Status of Netgear and the Kcode NetUSB module vulnerability

[mediatrek]

The other day I wanted to check in to see how Netgear has done with patching the Kcode NetUSB module vulnerability they were made aware of 5 months ago in April 2015. There is a support entry about the vulnerability on Netgear’s support site for you to read up on it.

Netgear said "starting in July" they would be releasing firmware patching the security vulnerability. With September half over, only 5 of the 39 affected models have been patched! Five months on since being made aware of this and not even HALF of the products have been patched?!?

STILL NOT FIXED (34):

• R6100
• R6200v1
• R6200v2
• R6220v1
• R6250
• R7000
• R7500v1
• R7900
• D3600
• D6000
• D6200
• D6200v2
• D6300
• D6400
• DEVG2020
• DGND3700v2
• DGND4000
• EX6200
• EX7000
• JNR3210
• JR6150
• LG2200D
• LG4210
• MVBR1210C
• PR2000
• WN3500RP
• WNDR3700v4
• WNDR3700v5
• WNDR4300v1
• WNDR4300v2
• WNDR4500v1
• WNDR4500v3
• WNDR4700 / WNDR4720
• XAU2511

FIXED (5):

• R6300v1
• R6300v2
• R6700
• R8000
• WNDR4500v2

 

[L&LD]

This is just one of many reasons that I do not use Netgear products anymore, nor do I recommend them to customers.

The software that runs on our equipment is more important than the hardware in the end. If the software (firmware) never gets updated (at least for security issues), the hardware is basically throw away.

 

[RogerSC]

When this first came up, I verified that this vulnerability is only in the stock firmware, not in the third-party firmware like tomato ARM or dd-wrt. I haven't looked at XVortex, but I'd be surprised to see it there, since I think that RMerlin is on top of these issues as well.

I don't use stock firmware other than as a reference (currently using Advanced Tomato on the R7000), so this isn't an issue for me.

 

[RogerSC]

This is just one of many reasons that I do not use Netgear products anymore, nor do I recommend them to customers.

The software that runs on our equipment is more important than the hardware in the end. If the software (firmware) never gets updated (at least for security issues), the hardware is basically throw away.

You know, after giving this some thought, I was remembering switching to tomato firmware for my E4200 when Linksys took too long to fix the WPS exploit that came along a few years ago. And Asus has also left stuff unfixed for long periods of time (http://www.cnet.com/news/asus-router-vulnerabilities-go-unfixed-despite-reports/). I really don't think that Netgear is alone in this one.

While this doesn't justify not fixing security vulnerabilities as soon as they are found, I think that by not using Netgear you're not going to be avoiding these problems, you'll just have a different set (maybe, some problems may be shared by different mfrs). Again, that assumes that you use stock firmware, personally I only buy routers that have third-party firmware available for them. That firmware has yet another set of vulnerabilities, but the developers for third-party firmware tend to fix things faster than the OEM's do.
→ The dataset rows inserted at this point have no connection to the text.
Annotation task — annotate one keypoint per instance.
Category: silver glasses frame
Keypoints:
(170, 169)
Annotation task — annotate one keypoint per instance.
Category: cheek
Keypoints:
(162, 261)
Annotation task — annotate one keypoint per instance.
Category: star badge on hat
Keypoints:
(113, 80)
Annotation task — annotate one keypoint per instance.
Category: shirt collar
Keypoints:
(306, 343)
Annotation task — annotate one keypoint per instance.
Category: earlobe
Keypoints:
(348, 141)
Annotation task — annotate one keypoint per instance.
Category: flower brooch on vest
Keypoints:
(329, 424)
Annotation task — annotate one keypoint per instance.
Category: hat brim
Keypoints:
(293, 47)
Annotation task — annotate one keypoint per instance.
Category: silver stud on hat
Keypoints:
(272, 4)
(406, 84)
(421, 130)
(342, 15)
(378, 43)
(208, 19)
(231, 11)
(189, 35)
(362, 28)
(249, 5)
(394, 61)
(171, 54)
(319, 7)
At least they have in the past...but, as they say, "past performance is no guarantee of future results" *smile*.

 

[L&LD]

You know, after giving this some thought, I was remembering switching to tomato firmware for my E4200 when Linksys took too long to fix the WPS exploit that came along a few years ago. And Asus has also left stuff unfixed for long periods of time (http://www.cnet.com/news/asus-router-vulnerabilities-go-unfixed-despite-reports/). I really don't think that Netgear is alone in this one.

While this doesn't justify not fixing security vulnerabilities as soon as they are found, I think that by not using Netgear you're not going to be avoiding these problems, you'll just have a different set (maybe, some problems may be shared by different mfrs). Again, that assumes that you use stock firmware, personally I only buy routers that have third-party firmware available for them. That firmware has yet another set of vulnerabilities, but the developers for third-party firmware tend to fix things faster than the OEM's do. At least they have in the past...but, as they say, "past performance is no guarantee of future results" *smile*.

Issues like your link provided are for features that I do not sell or push to my customers (or use myself).

The security issues I'm talking about are the ones that affect the router just being used as a router (i.e. it's main job). By avoiding any company that simply drops support for their latest models just a few months after being introduced (and while they are still being sold), I will be avoiding the security issues I care about.

Asus still supports models that are 3 years and older by releasing firmware with at least security updated to current standards even if the latest features cannot be used on that older hardware.

Yes, all manufacturers let things slide. But some are more blatantly offensive than others.

 

[NETGEAR Guy]

We are in the process of updating the KB note to more accurately reflect the list of devices that still require fixing. Also, for the devices mentioned, we are planning a release to resolve by early October.

This post will be updated as soon as further information is available.